A nod to the legendary Leonardo, he added, was “a perfect fit.”
I totally understand. I’ve been known to confound my readers every now and then as Clarnak the Magnanimous.
Let’s face it. Stage names and magicians go together like cruise ships and cocktails.
He must be doing something right. A scan of a cruise critic website shows that DaVinci performances are routinely categorized as “the bomb,” “fantastic” and “unbeatable.”
Womach’s work ethic has always been extraordinary. Even as a teenager, he was focused far beyond his age.
Back then Womach booked appearances and birthday parties. He built his own illusions. He performed table magic in restaurants. He also appeared in many shows at Silverwood.
Constantly hustling for work. Constantly striving to be better and better.
At 17, he won first place in an international juniors competition. The next year he took gold as an adult.
Womach is also something of a wizard when it comes to training birds. His act incorporates parrots, doves and even a toucan.
As a side business, he produced a bird-training video with his brother, Chet.
And get this: Copperfield not long ago hired Womach/DaVinci to train two macaws and four toucans for him.
“We were performing in Saipan when we got this voicemail from David Copperfield’s assistant,” said Womach.
Copperfield had apparently read about Womach’s bird-training expertise in a magicians magazine.
Once the job was done, Womach said, his family received a rare bonus. They spent 10 days with Copperfield at Musha Cay, the superstar’s private-island resort in the Bahamas.
But wait, there’s more! “I got to sing karaoke with David Copperfield,” said Womach, laughing at the experience.
Now there’s a bucket list item.
A natural adrenaline junkie, Womach has taken up skydiving as well as free diving. His personal best for swimming straight down without oxygen is 77 feet, by the way.
“I don’t think I ever categorized myself as an athlete until I was on the circus circuit,” he added of the two years he worked with Ringling Bros.
But being in top shape is a must for a “Thrillusionist,” as Womach bills his particular brand of magic.
Mental fitness may count even more. “If you’re locked in a tank of water for three minutes you can’t afford to panic if things go south.”
And now, for his next act …
Womach said he and Jamie plan to open a theater in Moab, where they will perform part of the year.
It’s all about those birds.
The Womachs spend two months out of every year flying their birds in the heart of Utah’s magnificent canyon lands.
Conditions are ideal for flight, he said, adding that flying keeps the loyal birds strong and healthy.
“It’s our way of thanking the birds. We ask a lot of them to be in the show.”
During their visits, Womach said, they “fell in love with the magic of the place.”
They bought some acreage and slowly began to realize how many tourists were coming into the area. “All these people are staying in town, but there’s no entertainment at night.”

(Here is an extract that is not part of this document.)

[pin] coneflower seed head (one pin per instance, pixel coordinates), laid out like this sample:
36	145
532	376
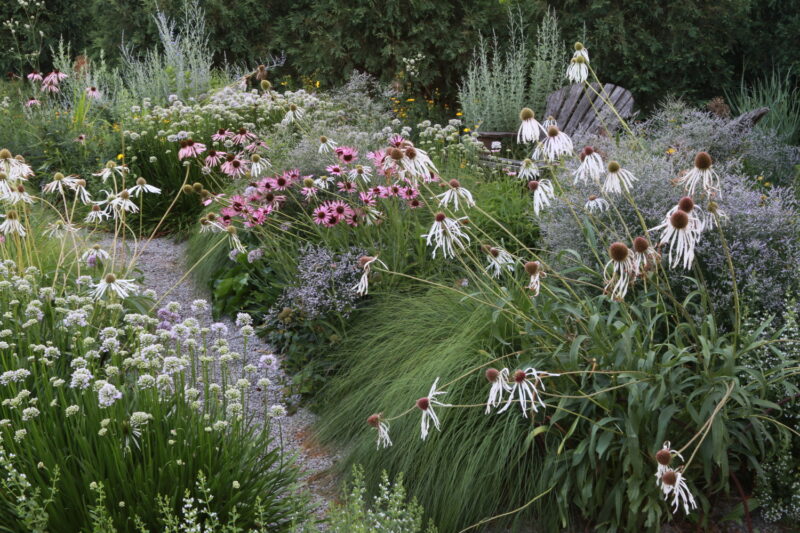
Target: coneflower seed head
618	252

It’s a perfect venue for David DaVinci to showcase his heart-palpitating escapes and brushes with death.
I asked him if the danger was all hype or if it ever got too real for comfort.
Well … There was that time, he said, when he was supposed to be hoisted over some lions. Unfortunately, not everybody showed up to pull the rope.
He laughed. With only two guys, “the lions came into their cage while I was being slowly lowered into them.”
Never fear. Some extra muscle pitched in at the nick of time. Unbeknownst to audience members, Womach said he always has an exit plan for safety’s sake.
So the trick was saved with nobody the wiser.
“Yeah, we’ve done some crazy stuff, man,” said my magical friend. “But the show goes on, right?”